One must understand that the very fact that you register a FIR makes you susceptible to another similar situation. After all, the police officer is also a public servant. In such a case, what one must do is register a FIR against that police officer in a police station. But who would accept that the police officer is the one who has been charged with the offenses? What if the public servant who is supposed to protect people from all the evils in the society becomes that evil? What if no one accepts the complaint? In such a case, you can go to the District Superintendent of Police who will look into the matter and also order the registration of FIR.
However, if both these avenues don’t turn out to be very effective to the victim, then you can approach the nearest Judicial Magistrate or even approach the National Human Rights Commission, or, if available in your state, the State Human Rights Commission. As we can see, there are quite a number of ways by which you can let the concerned authorities know about your grievances.

What is Police Complaint Authority (PCA) and how does it work?

However, if you have knocked all the above-mentioned doors and still nobody answered, even then you must not give up! There is still one door left to knock and those are the doors of Police Complaints Authority. In 2006, a landmark judgement passed by the Apex Court in the case of Prakash Singh v. Union of India, gave a directive to all the states to create Police Complaints Authority in their respective states. This was done because there was a dire need of preserving the rule of law in the functioning of the State. The problem is that only 18 states have complied with this directive so far. What’s worse is that only a few are aware of this golden door.
Since this is a state subject, every state has its own Police Complaint Authority Regulations. As per most of these PCA Regulations, following are basic functions that most of the PCAs have in common:
  • Receive complaints against Police Officers who have been alleged of the wrongdoings.
  • Enquire into those allegations of misconduct.
  • Receive and enquire into the complaints of non-registration of FIRs.

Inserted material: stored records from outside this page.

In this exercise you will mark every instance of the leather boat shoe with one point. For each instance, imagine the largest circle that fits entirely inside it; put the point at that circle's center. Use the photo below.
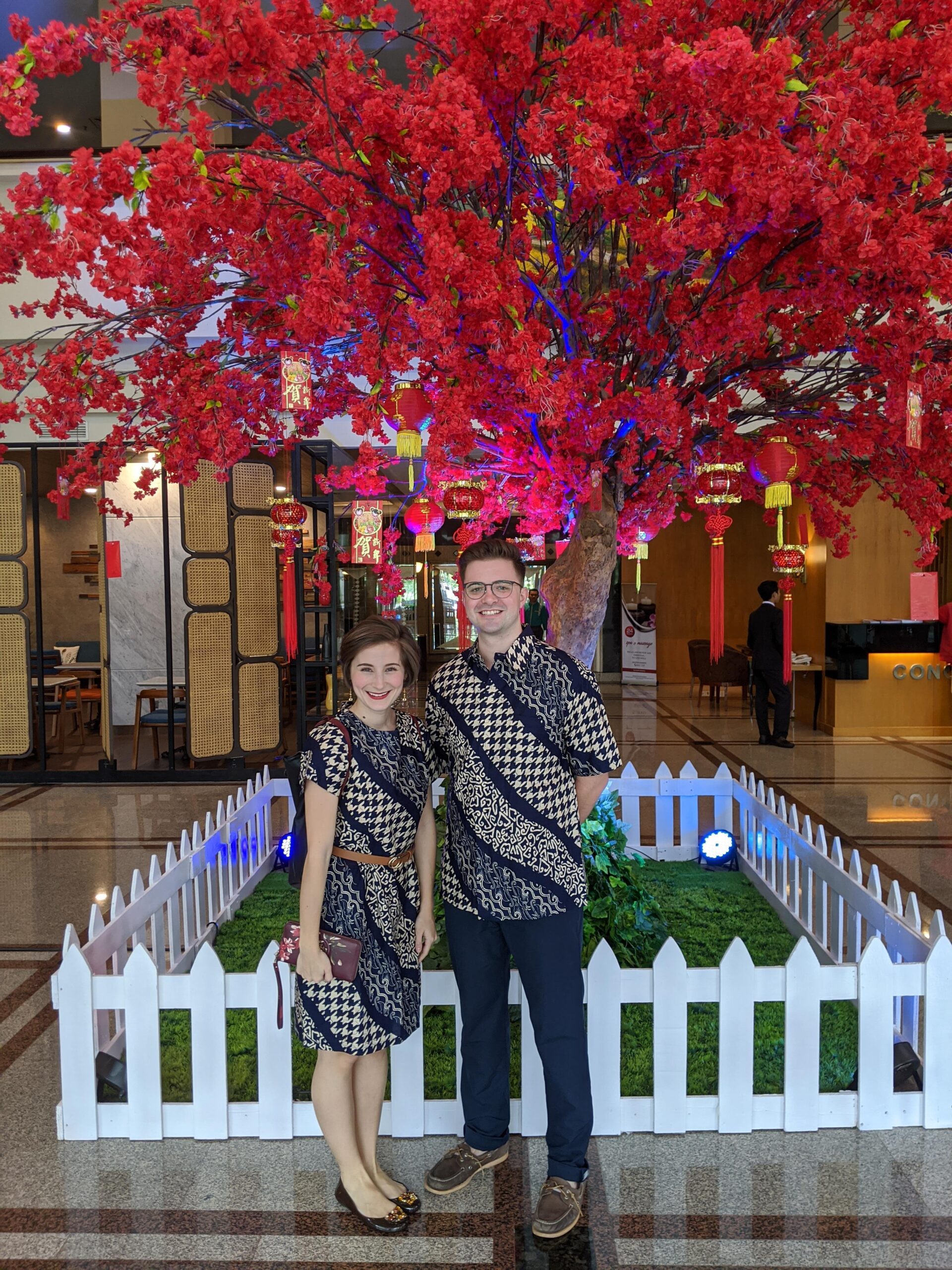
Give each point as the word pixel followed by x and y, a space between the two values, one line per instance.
pixel 559 1208
pixel 459 1167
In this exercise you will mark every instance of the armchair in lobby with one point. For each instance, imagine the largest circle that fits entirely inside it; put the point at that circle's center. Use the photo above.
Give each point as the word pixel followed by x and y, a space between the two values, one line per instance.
pixel 730 671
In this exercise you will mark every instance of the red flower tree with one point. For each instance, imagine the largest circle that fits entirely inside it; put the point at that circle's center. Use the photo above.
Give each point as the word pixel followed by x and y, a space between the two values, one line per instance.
pixel 615 237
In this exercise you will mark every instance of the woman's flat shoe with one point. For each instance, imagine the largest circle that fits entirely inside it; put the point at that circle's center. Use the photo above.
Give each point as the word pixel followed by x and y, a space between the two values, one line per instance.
pixel 393 1223
pixel 409 1202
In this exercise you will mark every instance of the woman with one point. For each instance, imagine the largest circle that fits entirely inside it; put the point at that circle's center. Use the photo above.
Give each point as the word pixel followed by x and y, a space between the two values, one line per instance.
pixel 382 760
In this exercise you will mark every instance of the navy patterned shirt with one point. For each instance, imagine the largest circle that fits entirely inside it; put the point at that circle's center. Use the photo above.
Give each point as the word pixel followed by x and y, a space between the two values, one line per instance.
pixel 513 740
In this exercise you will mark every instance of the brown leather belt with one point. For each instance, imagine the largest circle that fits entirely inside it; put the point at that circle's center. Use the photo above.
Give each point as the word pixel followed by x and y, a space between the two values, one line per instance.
pixel 362 858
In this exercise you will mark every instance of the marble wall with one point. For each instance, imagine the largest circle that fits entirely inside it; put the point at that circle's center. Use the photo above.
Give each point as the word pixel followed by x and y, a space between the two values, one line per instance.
pixel 137 599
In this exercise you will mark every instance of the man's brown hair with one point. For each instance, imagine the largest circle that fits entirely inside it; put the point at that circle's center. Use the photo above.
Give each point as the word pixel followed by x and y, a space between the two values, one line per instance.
pixel 380 631
pixel 493 549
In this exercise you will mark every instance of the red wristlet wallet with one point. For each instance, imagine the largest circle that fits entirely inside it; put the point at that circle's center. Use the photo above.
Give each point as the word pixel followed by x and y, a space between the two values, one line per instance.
pixel 343 951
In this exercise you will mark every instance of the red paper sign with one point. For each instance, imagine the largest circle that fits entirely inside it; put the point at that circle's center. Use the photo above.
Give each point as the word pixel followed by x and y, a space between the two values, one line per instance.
pixel 295 382
pixel 368 532
pixel 114 561
pixel 914 417
pixel 924 597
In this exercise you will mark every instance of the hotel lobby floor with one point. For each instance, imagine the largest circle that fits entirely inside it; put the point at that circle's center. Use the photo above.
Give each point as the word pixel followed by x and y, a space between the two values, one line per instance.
pixel 833 1199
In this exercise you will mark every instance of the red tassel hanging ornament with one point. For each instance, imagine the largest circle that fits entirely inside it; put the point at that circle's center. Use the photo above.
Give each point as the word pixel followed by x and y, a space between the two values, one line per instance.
pixel 289 517
pixel 717 525
pixel 717 486
pixel 789 562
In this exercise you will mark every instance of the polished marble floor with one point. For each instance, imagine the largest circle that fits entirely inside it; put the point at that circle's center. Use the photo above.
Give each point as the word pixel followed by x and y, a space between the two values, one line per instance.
pixel 832 1199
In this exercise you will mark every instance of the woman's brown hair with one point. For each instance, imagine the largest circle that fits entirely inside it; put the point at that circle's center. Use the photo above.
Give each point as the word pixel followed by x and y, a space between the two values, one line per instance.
pixel 381 631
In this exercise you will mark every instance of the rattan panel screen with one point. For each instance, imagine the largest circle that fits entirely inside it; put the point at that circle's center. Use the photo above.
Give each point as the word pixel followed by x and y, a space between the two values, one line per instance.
pixel 257 592
pixel 252 487
pixel 205 512
pixel 211 732
pixel 16 737
pixel 13 512
pixel 13 584
pixel 207 582
pixel 259 706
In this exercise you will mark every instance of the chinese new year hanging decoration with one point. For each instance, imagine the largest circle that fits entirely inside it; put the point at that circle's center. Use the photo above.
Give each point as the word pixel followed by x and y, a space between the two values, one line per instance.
pixel 777 464
pixel 914 417
pixel 289 517
pixel 367 521
pixel 62 497
pixel 319 572
pixel 407 411
pixel 789 562
pixel 595 474
pixel 423 517
pixel 464 500
pixel 717 486
pixel 295 381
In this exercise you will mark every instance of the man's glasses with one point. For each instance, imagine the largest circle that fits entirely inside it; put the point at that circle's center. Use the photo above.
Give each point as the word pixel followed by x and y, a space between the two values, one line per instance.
pixel 475 590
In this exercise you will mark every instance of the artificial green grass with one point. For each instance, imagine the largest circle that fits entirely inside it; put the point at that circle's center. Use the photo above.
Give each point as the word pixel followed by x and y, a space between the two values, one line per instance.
pixel 704 912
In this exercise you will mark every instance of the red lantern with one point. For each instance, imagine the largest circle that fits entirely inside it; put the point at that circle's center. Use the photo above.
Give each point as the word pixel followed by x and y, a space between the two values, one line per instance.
pixel 464 501
pixel 407 409
pixel 595 474
pixel 789 561
pixel 776 464
pixel 717 484
pixel 287 517
pixel 423 517
pixel 717 525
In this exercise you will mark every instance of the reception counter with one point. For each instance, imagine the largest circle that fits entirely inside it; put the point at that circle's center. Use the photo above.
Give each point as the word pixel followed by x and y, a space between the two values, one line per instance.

Now, are we still to assume that there is no rule of law and that the ones with power will keep oppressing the ones without that power? Constitution is the supreme law of India and no one is above it. Rule of law stands as a pillar of the Indian Constitution and it cannot be taken away. No matter who you are, man or woman, poor or rich; the law will always be above you. No one is above the law, not even the lawmakers or the law-enforcers. Even if you are a policeman, you will be accountable before the law.
So yes, if a public servant breaks the law, that person will be punished for it, just like everyone. There is no point of being apprehensive and holding back if a public servant hits you or even verbally insults you. If he has been rude, behaved inappropriately or did not do his duty the way he should have, his can always be punished by his seniors
The State must protect the interest of its subjects. No State can work in seclusion. It must work with the people and for the people and only then can the nation grow as a whole.
  1. Section 21 of Indian Penal Code, 1861.
  2. Section 504 of Indian Penal Code, 1861.
  3. Section 320 of Code of Criminal Procedure, 1973.
  4. Section 350 of Indian Penal Code, 1861
  5. Section 352 of Indian Penal Code, 1861.
  6. Section 217 of Indian Penal Code, 1861.
  7. Section 219 of Indian Penal Code, 1861.
  8. Writ Petition (civil) 310 of 1996.